In this model, the prevailing sentiment is that you can’t be in the building, you can catch up online. The underlying goal is to be back in the physical church. The online experience is second-rate, and explicitly or implicitly points people back to the building. 

This is the typical hybrid model, where some people are choosing for various reasons not to go back to a building, such as those who are not yet comfortable with returning until the risk of contracting infection is much lower. This model sets a pace for people back to the church building at their own speed, to choose to do so when they are comfortable. We need to allow people time. 

3. Online to In-person funnel

This is a modified service that acknowledges that the online service is a front door to the church. 

For example, it may cut out such elements as announcements, many of which are not relevant to the online audience, who may be long distances away in another part of the world -- the Philippines, Indonesia, the United States, the United Kingdom, and South America. The design of the service takes into account this far-flung audience. 

In this model, there is an assumption that many or most of the online viewers are new to your church. The goal is to eventually funnel people from online into the physical church building. For some, that may mean eventually finding a local church, and perhaps maintaining a relationship with the online community. 

The prevailing sentiment of this model is that online newcomers will someday become more fully integrated into the local church in person. The in-person experience will ultimately become the primary experience for individuals in this community. 

4. Church Plant Launcher

Similar to the funnel model, in this model, the Sunday service is a modified version that is specifically designed to accommodate and appeal to the online audience. 

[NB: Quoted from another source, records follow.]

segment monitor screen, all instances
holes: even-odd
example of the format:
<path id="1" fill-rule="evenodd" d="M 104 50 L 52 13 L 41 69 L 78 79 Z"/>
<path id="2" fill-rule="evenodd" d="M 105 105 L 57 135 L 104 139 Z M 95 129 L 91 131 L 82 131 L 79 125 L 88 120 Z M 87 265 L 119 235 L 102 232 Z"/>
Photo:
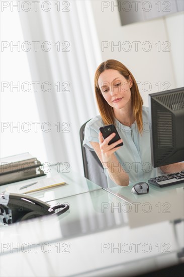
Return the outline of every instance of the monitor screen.
<path id="1" fill-rule="evenodd" d="M 184 161 L 184 88 L 149 95 L 152 165 Z"/>

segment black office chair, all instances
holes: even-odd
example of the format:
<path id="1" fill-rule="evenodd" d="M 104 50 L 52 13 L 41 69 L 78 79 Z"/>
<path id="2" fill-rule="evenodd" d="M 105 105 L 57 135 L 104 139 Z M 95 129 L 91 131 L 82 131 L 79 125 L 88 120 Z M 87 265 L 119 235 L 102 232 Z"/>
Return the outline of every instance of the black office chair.
<path id="1" fill-rule="evenodd" d="M 84 129 L 86 122 L 80 129 L 80 144 L 82 154 L 84 176 L 102 187 L 108 187 L 107 178 L 102 163 L 95 151 L 91 151 L 82 146 Z"/>

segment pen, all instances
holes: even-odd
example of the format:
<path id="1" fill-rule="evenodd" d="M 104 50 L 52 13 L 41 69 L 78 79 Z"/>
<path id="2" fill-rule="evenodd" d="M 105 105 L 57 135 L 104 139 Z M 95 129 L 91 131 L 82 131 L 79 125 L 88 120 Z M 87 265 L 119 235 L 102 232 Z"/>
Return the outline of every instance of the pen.
<path id="1" fill-rule="evenodd" d="M 25 186 L 22 186 L 21 187 L 19 188 L 19 189 L 22 189 L 23 188 L 26 188 L 26 187 L 28 187 L 30 186 L 32 186 L 33 185 L 34 185 L 35 184 L 36 184 L 38 183 L 38 182 L 35 182 L 35 183 L 31 183 L 31 184 L 28 184 L 28 185 L 26 185 Z"/>

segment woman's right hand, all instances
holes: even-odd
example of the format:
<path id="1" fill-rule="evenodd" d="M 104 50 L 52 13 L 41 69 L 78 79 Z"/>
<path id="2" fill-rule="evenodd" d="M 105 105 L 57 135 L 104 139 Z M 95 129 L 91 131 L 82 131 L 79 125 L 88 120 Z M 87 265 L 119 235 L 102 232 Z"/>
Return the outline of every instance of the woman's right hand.
<path id="1" fill-rule="evenodd" d="M 121 138 L 110 145 L 108 145 L 109 143 L 115 135 L 115 133 L 112 133 L 104 140 L 102 132 L 100 132 L 99 133 L 100 148 L 104 162 L 110 162 L 113 153 L 121 147 L 121 146 L 115 147 L 115 146 L 123 142 Z"/>

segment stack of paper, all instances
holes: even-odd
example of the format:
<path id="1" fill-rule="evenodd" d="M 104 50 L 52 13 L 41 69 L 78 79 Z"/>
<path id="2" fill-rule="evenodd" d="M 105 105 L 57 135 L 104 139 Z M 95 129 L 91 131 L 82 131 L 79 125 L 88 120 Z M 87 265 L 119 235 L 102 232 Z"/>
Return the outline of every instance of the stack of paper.
<path id="1" fill-rule="evenodd" d="M 6 185 L 45 175 L 40 161 L 28 153 L 7 157 L 0 160 L 0 185 Z"/>

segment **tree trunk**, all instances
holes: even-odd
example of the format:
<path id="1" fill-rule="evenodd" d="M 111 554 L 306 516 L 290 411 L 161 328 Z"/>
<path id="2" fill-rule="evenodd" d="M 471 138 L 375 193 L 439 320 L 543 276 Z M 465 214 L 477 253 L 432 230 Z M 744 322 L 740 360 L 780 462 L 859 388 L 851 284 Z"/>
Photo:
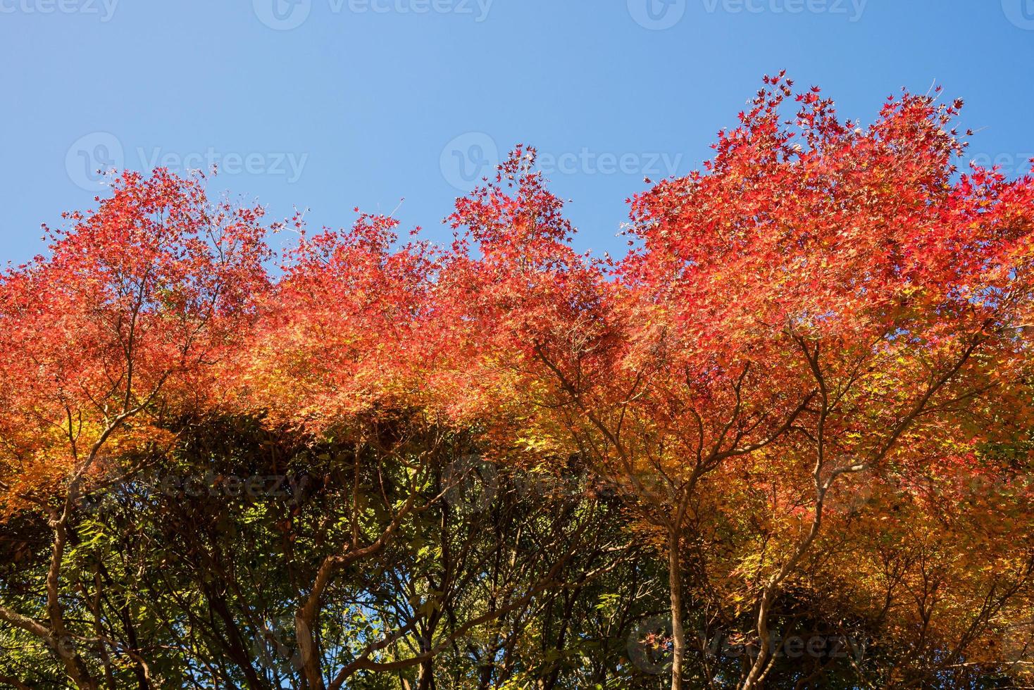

With many people gathering online from various locations, there will likely be a small critical mass of attendees who are all from the same region. The church is not interested in creating a new physical campus in that region. Instead, the church will help with the formation of groups -- small groups, life groups, gospel communities. A gospel community might gather together in a house and watch the Sunday service or a weekday event as a group. 

Over time, there may be enough groups in a region to establish a church plant. This model allows a church to discover where there are areas for growth -- the church follows where the growth leads. 

This is the model followed by Elevation Church, which has many campuses in North and South Carolina, as well as a very strong online presence. They opened a campus as far away as Mississauga, Ontario, using this model. There were several ‘watch parties’ that grew somewhat organically. They came together and intentionally started an Elevation campus there. 

5. Digital Discipling Church

This is a completely bespoke online service, with staff and resources deployed exclusively for online only. The audience can be anywhere. 

The prevailing mindset for this model: disciples can be made anywhere, anytime. Everything we do is online. Wherever you are, check us out online. We are here for you. 

Moving Forward With Your Model

Much of this is still emerging. There are plenty of examples of each model, and there is also plenty of mixing and matching, where a church will take some elements from one model and some from another to create their own version. 

There is nothing magic about the formats, about the channel, about the short- or long-form content. It’s about the underlying principles. What is it your church is trying to get at with online church. The purpose and value of this set of models is to help bring shape to what may be an undefined vision.